Amos 9, 1-6+8 b-10 ; Luc 8, 26-39

Homélie du Frère Daniel BOURGEOIS

 

P

our les Anciens, qu'ils soient de la culture sé­mitique du Proche-Orient ou de culture grec­ques, n'avaient pas sur la maladie un regard tout à fait semblable au nôtre. Pour nous aujourd'hui, la maladie, qu'elle soit psychique, mentale ou corpo­relle, la maladie correspond à des causes bien déter­minées, soit des mécanismes psychologiques qui ne sont pas en place quand il s'agit de maladie mentale, soit de mécanismes physiologiques qu'il s'agit au maximum de corriger ou de redresser par des médi­caments appropriés. Nous avons donc avec la maladie un abord plus familier. C'est un domaine où l'homme même s'il mesure tous les jours ses limites sait à peu prés comment faire face par un traitement approprié.

Dans le monde ancien, la maladie renvoie di­rectement à une dimension religieuse et ceci aussi bien pour les maladies psychologiques que physiolo­giques. Chez les Grecs, on appelait l'épilepsie le mal sacré car on pensait que c'était un Dieu qui tout à coup s'emparait de vous et vous mettait dans un état de transe. Regardez le nombre de psaumes que nous chantons dans lesquels les personnages qui parlent sont des malades. Ils crient du fond de leur maladie. C'est leur maladie qui est le lieu même de leur cri vers Dieu. La maladie a donc une connotation autrement plus profonde, immédiatement spirituelle. Etre ma­lade c'est voir apparaître dans sa chair ou dans son esprit la nécessité d'un renouveau, d'un approfondis­sement ou une confortation de la relation à Dieu. C'est une des choses que le christianisme a vécu avec la plus grand intensité.

Quand il y a un malade, il est question, là, de la présence ou de l'absence de Dieu. Quand le malade souffre il crie vers Dieu et il ne peut demander qu'à Dieu de le guérir. Bien sûr on utilisera des onguents, des potions, on mettra de l'huile sur les plaies, mais fondamentalement la maladie traduit l'homme qui crie vers Dieu. Et je crois que c'est pour cela que la tradi­tion chrétienne a honoré plus spécialement les saints Côme et Damien. Et c'est pour cela aussi que, dans les récits de Jésus, on a privilégié les miracles de guéri­son. Nous venons de lire celui du possédé de Gérasa. Pourquoi ? Parce que précisément l'épreuve dans le corps ou dans l'esprit est la manifestation que là Dieu peut intervenir. Et dans cette perspective-là, la mala­die est d'abord et toujours une épreuve spirituelle.

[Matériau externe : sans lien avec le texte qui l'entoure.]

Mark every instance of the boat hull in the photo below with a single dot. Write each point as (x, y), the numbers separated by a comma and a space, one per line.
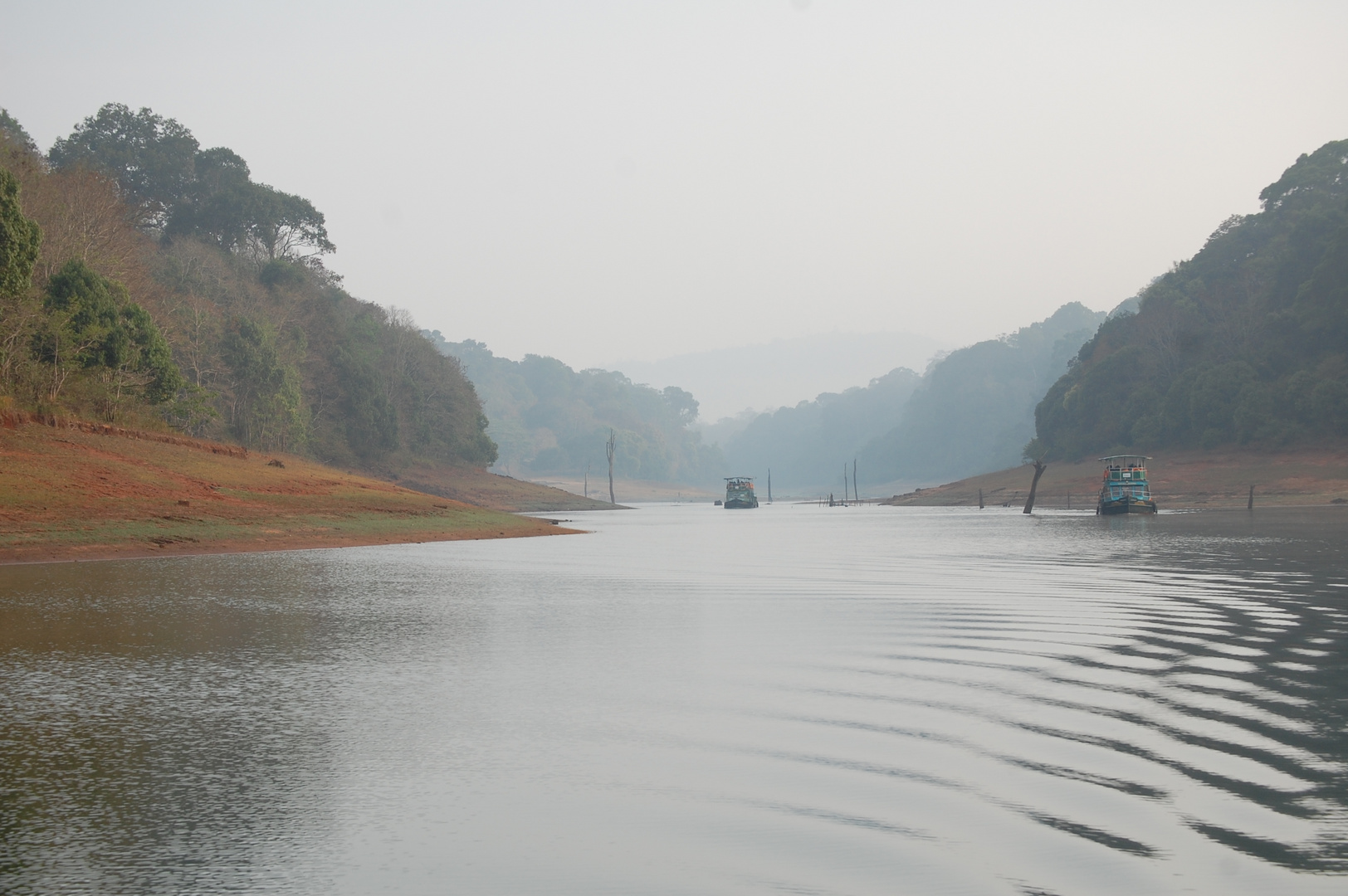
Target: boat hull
(1127, 504)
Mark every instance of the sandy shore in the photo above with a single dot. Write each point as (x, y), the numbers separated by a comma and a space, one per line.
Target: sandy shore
(77, 494)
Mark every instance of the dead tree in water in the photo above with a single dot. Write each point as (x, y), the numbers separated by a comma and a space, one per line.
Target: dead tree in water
(1039, 466)
(609, 448)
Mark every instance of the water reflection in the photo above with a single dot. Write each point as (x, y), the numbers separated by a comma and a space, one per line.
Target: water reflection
(799, 699)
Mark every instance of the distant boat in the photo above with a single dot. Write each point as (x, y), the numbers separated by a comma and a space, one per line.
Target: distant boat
(1125, 488)
(739, 492)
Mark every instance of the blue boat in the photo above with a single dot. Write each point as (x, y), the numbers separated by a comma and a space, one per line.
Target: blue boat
(739, 494)
(1125, 488)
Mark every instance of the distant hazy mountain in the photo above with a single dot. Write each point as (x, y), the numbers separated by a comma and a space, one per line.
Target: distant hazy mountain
(974, 411)
(806, 445)
(782, 373)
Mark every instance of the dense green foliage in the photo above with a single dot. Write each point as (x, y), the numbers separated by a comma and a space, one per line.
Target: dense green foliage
(806, 445)
(177, 289)
(974, 408)
(19, 240)
(92, 326)
(1246, 343)
(550, 419)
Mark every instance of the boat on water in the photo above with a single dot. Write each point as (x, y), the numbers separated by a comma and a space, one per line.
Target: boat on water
(739, 492)
(1125, 488)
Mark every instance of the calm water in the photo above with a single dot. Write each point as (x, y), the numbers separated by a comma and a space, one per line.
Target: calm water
(693, 701)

Voilà pourquoi l'attitude chrétienne vis-à-vis des malades et de la maladie doit être délicate et pleine d'attention. Premièrement il ne faut pas trans­poser les catégories anciennes de l'antiquité sur notre comportement actuel en disant : "Je vais vous imposer les mains et vous serez guéris !" C'est faux ! Nous savons que la structure de l'homme a une histoire, une consistance et qu'il faut passer par les moyens nor­maux, les causes normales, l'analyse des symptômes, etc … Il faut faire tout ce qu'il faut du point de vue humain. Mais il faut savoir en même temps qu'à tra­vers tous ces gestes médicaux, ces soins qui sont don­nés s'adressent à quelqu'un qui, car cela reste vrai, à cause de sa maladie, vit d'une façon plus profonde et plus intense le mystère de sa relation avec Dieu, qu'il le mesure ou qu'il ne le mesure pas, c'est un autre problème. Il y a là un terrain plus propice dans lequel l'irruption de Dieu au cœur de la maladie et de celui qui souffre peut, à tout moment, surgir.

C'est ce que moyen-âge a essayé de réaliser quand il parlait de "nos seigneurs les malades". On faisait l'hôtel-Dieu pour soigner le corps mais en même temps on soignait le malade comme l'image du Christ. Aujourd'hui, vis-à-vis des malades et de la maladie, nous devons trouver la même chose. A la fois ce souci très humble et très précis du soin du corps ou de l'âme avec les procédés que la science ou les connaissances humaines nous permettent d'acqué­rir pour effectivement y faire face de façon très ré­aliste, et en même temps cette approche profondément spirituelle qui consiste à savoir que dans le moindre geste, dans le moindre soin, se joue ce mystère du malade qui, dans sa chair, crie vers Dieu. Nous prie­rons par l'intercession des saints Côme et Damien, à la fois pour tous ceux qui souffrent dans leur chair, pour que, si Dieu le veut, ils reçoivent la guérison, et pour que aussi, à travers cette épreuve, ils puissent redécouvrir cette relation que, depuis toujours, Dieu veut fonder et entretenir avec eux.